Personal.ai is the most memory-forward option here for users who mainly want an assistant that remembers them. It focuses on persistent context and identity, which makes it useful for people building a long-running relationship with an AI system.

It is less about desktop action and more about recall, messaging, and continuity. If your biggest OpenClaw pain point was forgetting context across sessions, this is one of the clearest alternatives to test.
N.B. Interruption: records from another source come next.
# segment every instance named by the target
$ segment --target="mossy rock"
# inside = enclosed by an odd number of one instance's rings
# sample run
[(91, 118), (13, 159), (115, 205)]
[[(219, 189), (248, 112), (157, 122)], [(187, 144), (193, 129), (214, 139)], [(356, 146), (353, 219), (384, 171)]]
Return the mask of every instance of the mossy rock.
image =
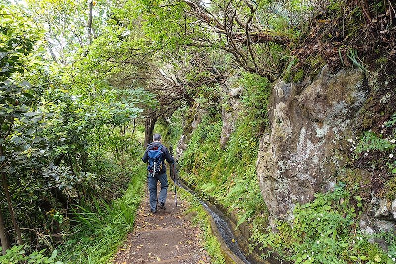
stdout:
[(304, 70), (302, 68), (299, 69), (293, 77), (294, 83), (299, 83), (304, 78)]

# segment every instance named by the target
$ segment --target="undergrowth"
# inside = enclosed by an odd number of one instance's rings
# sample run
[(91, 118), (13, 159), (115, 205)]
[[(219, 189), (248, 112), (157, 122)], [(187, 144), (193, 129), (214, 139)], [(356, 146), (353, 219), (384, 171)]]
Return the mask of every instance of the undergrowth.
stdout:
[(353, 197), (345, 186), (340, 183), (334, 192), (318, 193), (312, 202), (297, 204), (293, 219), (277, 222), (277, 232), (255, 225), (252, 247), (272, 248), (295, 263), (394, 263), (394, 246), (386, 253), (360, 232), (362, 198)]
[(122, 198), (111, 203), (96, 200), (93, 206), (76, 206), (75, 234), (58, 249), (65, 253), (61, 255), (64, 263), (109, 262), (132, 230), (145, 178), (144, 166), (137, 166)]
[(178, 188), (178, 193), (182, 199), (188, 202), (190, 206), (185, 213), (195, 212), (197, 215), (192, 220), (193, 224), (198, 224), (202, 231), (204, 247), (211, 258), (211, 263), (222, 264), (225, 263), (224, 256), (220, 251), (220, 245), (216, 237), (212, 233), (209, 218), (210, 217), (199, 202), (184, 189)]

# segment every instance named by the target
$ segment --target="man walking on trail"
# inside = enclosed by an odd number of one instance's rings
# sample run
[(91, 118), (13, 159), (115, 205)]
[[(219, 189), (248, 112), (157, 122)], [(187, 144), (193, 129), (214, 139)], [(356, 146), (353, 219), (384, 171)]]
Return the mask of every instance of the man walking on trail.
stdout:
[[(150, 208), (152, 213), (156, 213), (157, 206), (164, 210), (166, 209), (165, 203), (168, 193), (168, 176), (166, 175), (165, 160), (170, 164), (173, 163), (175, 158), (171, 156), (168, 148), (162, 144), (161, 135), (154, 134), (153, 139), (154, 142), (148, 144), (142, 160), (146, 163), (150, 159), (148, 168), (149, 170), (148, 184), (150, 190)], [(151, 164), (153, 159), (150, 158), (149, 153), (155, 152), (158, 153), (158, 160), (156, 160), (156, 162), (154, 162), (153, 166)], [(159, 192), (159, 197), (157, 198), (157, 183), (158, 180), (161, 183), (161, 191)]]

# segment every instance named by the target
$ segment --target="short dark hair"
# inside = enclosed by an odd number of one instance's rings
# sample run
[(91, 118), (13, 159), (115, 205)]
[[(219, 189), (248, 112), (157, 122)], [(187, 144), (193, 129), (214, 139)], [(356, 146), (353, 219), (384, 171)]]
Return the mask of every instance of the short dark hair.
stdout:
[(155, 141), (156, 140), (160, 140), (161, 138), (162, 138), (162, 137), (161, 137), (161, 135), (160, 135), (159, 134), (156, 133), (155, 134), (154, 134), (154, 136), (153, 136), (152, 138), (154, 140), (154, 141)]

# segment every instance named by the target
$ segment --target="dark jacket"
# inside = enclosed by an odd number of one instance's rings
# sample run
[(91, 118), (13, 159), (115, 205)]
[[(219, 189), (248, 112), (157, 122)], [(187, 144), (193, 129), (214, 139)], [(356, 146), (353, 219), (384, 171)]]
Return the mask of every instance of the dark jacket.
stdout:
[[(148, 151), (153, 149), (154, 147), (159, 148), (161, 146), (163, 146), (162, 148), (161, 149), (161, 150), (162, 151), (162, 158), (168, 161), (169, 163), (173, 163), (175, 159), (171, 156), (169, 150), (168, 150), (168, 148), (160, 142), (153, 142), (148, 144), (148, 146), (147, 146), (147, 148), (146, 149), (146, 151), (145, 151), (145, 154), (143, 154), (142, 161), (145, 163), (147, 163), (148, 161)], [(165, 160), (162, 160), (162, 162), (164, 165), (162, 166), (162, 169), (161, 170), (161, 174), (166, 173), (166, 167), (165, 166)]]

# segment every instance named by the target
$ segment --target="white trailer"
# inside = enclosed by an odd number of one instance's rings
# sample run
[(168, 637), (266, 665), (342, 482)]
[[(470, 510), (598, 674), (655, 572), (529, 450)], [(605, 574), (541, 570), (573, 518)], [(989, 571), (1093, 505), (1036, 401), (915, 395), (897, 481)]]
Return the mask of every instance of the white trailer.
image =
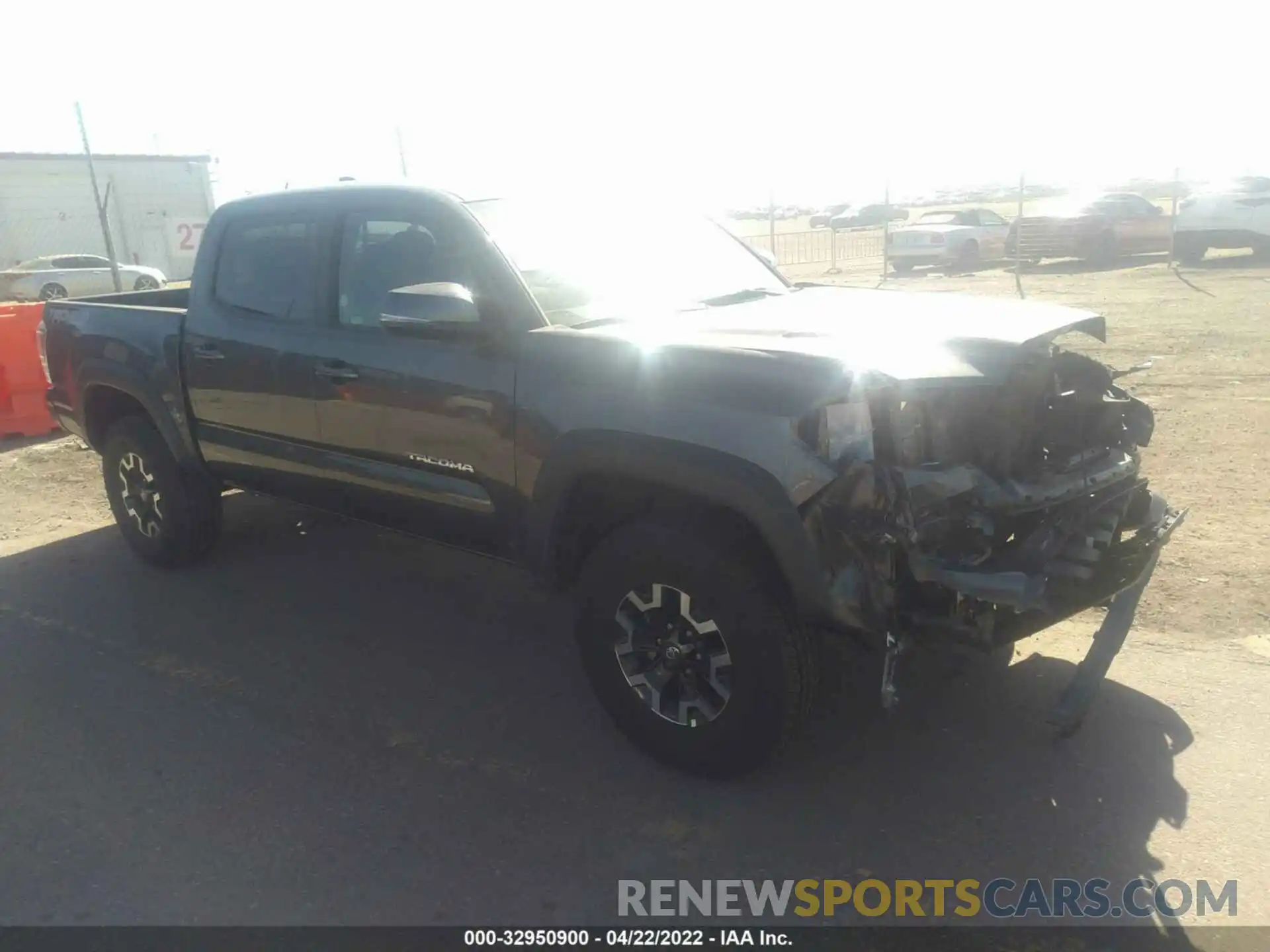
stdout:
[[(212, 213), (206, 155), (94, 155), (114, 251), (184, 281)], [(105, 254), (88, 161), (0, 152), (0, 269), (44, 255)]]

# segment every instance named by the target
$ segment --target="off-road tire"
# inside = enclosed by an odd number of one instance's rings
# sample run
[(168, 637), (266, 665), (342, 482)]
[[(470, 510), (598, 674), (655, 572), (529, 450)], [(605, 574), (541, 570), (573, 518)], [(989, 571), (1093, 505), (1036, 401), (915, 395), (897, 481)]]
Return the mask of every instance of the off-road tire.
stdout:
[[(618, 608), (629, 593), (650, 593), (654, 584), (688, 594), (692, 616), (714, 621), (726, 641), (730, 694), (714, 720), (688, 726), (660, 716), (617, 661), (625, 633)], [(790, 744), (813, 707), (815, 633), (792, 617), (762, 559), (691, 520), (639, 519), (596, 546), (578, 580), (575, 637), (591, 685), (618, 729), (683, 770), (753, 770)]]
[[(130, 512), (121, 466), (130, 473), (140, 467), (142, 480), (160, 496), (159, 518), (145, 519), (151, 534), (142, 529), (138, 508)], [(147, 562), (164, 567), (189, 565), (206, 556), (216, 542), (221, 527), (220, 487), (199, 473), (182, 470), (146, 418), (124, 416), (107, 432), (102, 479), (123, 538)]]

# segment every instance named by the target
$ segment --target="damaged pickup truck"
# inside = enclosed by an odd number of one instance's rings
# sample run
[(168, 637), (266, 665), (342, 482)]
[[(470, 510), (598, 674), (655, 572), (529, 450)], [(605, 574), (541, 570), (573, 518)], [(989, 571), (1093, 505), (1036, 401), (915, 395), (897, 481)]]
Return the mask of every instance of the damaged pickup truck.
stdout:
[(1105, 324), (790, 284), (704, 220), (347, 185), (224, 206), (188, 289), (50, 302), (41, 341), (144, 559), (204, 556), (236, 486), (513, 560), (572, 593), (620, 729), (728, 776), (795, 735), (822, 638), (875, 649), (890, 706), (909, 651), (1110, 604), (1080, 725), (1182, 514), (1067, 334)]

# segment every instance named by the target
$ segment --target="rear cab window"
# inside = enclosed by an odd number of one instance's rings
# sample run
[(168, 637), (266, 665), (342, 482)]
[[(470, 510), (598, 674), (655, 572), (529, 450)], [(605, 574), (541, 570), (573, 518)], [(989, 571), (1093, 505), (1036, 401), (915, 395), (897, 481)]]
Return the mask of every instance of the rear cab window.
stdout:
[(213, 294), (244, 316), (309, 321), (314, 314), (315, 216), (244, 216), (221, 237)]

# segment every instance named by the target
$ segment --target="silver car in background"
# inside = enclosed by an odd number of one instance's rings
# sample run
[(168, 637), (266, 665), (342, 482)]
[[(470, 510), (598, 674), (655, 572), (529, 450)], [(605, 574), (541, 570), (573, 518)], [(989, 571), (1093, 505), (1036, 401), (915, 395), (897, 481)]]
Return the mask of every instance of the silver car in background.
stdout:
[[(168, 279), (157, 268), (119, 264), (119, 283), (123, 291), (152, 291)], [(32, 258), (0, 272), (0, 301), (52, 301), (113, 291), (110, 261), (99, 255)]]

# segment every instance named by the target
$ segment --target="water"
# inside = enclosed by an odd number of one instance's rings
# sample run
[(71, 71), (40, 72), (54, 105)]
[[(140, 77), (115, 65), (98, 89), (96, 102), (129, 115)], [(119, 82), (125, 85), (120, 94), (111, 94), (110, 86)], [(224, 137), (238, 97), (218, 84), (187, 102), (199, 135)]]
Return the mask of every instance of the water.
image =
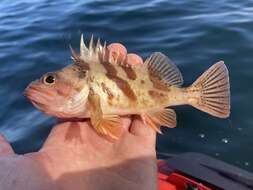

  • Strong memory and identity focus
  • Good for continuity across sessions
  • Less emphasis on local desktop control

How to decide

Pick Vellum if you want the best mix of security, memory, and real-world action on a Mac. Pick Hermes Agent, OpenHands, or SuperAGI if you are building infrastructure and want to own the stack. Pick Claude Cowork or Perplexity Computer if your main need is better reasoning or faster research rather than a fully autonomous assistant.

If OpenClaw’s memory gaps or trust model are the deal-breakers, Zeroclaw and Personal.ai are worth a look for opposite reasons: one is minimal and local, the other is memory-first. Manus is the cloud choice for long-running autonomy, while AutoGPT is best when you want a flexible lab for agent experiments.